Californians filling up their cars on Friday winced at the spiralling cost of petrol, but largely shrugged as they have long dealt with the highest prices in the US.
California drivers are paying an average of more than $1.34 per litre, said the American Automobile Association (AAA), up more than a third from a year ago, as Russia's invasion of Ukraine sends world oil prices rocketing.
“I'm not really into politics or anything like that, but now that this thing is going on between Russia and Ukraine, it's just that sad,” driver Mike Hernandez told AFP.
Russian President Vladimir Putin's invasion of neighbouring Ukraine has sent financial markets into meltdown.
Prices for crude oil — the raw material for petrol — have been hit hard and are up well above $110 a barrel, with players fretting about the impact on Russian supplies, as sanctions choke Moscow off from the global economy.
While all countries have access to the same petrol, subsidies or taxes imposed locally mean the ultimate cost to consumers varies wildly.
For example, in oil-producing Nigeria, which subsidises fuel, the official price is 40 cents per litre.
In Hong Kong, drivers were already paying $2.50 per litre in 2021, Economist Intelligence Unit reported.
On average, Americans pay about $1 per litre, the AAA said, and even California's $1.34 per litre is well below the prices paid by Europeans.

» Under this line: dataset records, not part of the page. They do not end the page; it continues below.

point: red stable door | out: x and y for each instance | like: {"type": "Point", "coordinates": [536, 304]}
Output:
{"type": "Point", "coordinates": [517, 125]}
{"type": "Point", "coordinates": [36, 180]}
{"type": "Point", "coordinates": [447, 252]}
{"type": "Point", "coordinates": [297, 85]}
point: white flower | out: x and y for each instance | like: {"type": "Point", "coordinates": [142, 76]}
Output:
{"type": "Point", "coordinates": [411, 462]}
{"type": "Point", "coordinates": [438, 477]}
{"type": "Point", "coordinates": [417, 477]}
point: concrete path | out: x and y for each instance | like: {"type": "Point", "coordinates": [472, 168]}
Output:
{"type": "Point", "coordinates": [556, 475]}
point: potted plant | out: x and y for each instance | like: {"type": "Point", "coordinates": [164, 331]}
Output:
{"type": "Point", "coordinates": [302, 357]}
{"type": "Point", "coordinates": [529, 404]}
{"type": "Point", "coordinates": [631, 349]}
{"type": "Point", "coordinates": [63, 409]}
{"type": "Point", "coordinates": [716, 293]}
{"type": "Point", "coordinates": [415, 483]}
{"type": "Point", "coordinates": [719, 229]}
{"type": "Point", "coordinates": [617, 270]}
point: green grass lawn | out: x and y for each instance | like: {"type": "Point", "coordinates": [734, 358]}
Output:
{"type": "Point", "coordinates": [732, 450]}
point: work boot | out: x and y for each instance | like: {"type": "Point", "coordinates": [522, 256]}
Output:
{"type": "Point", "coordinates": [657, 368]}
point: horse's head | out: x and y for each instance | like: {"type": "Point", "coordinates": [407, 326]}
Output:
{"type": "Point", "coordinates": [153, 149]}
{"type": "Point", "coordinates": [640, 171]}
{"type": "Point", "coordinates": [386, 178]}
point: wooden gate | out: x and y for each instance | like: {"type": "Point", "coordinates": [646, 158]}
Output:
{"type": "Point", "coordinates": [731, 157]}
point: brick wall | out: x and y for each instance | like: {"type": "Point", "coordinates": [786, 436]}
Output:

“It's expensive but it's always been more expensive here in California, so I guess we're used to it,” said driver Harry Lee, as he fuelled up on the way to work in Los Angeles on Friday.
“I'll be happy when it goes down but so far it doesn't impact me too much.
“My cousin, who drives for Uber here in LA, is complaining a lot though. I guess it can be hard on him if gas remains at this level for too long.”
California's relatively high petrol prices are the result of state taxes as well as stricter refining rules that require specific fuel formulas intended to reduce air pollution in the hot summer months.
While many drivers have grumbled about seeing pump prices rise almost daily, some say they are prepared to put up with the extra cost because of the pictures of the war in Ukraine they are seeing on the news.
“I would rather have high gas prices here than an authoritarian regime in the Ukraine,” said Los Angeles resident Jacqueline St-Anne.
“If we have to suffer with a little bit of inflation and gas prices for a while to assure that such a wonderful country as Ukraine has an opportunity to develop its democracy, we should do that.”
For others, there is a simple solution to paying through the nose.
“I just bought a Tesla,” said Matthew Reynl.
“That's my solution to the gas prices going up.”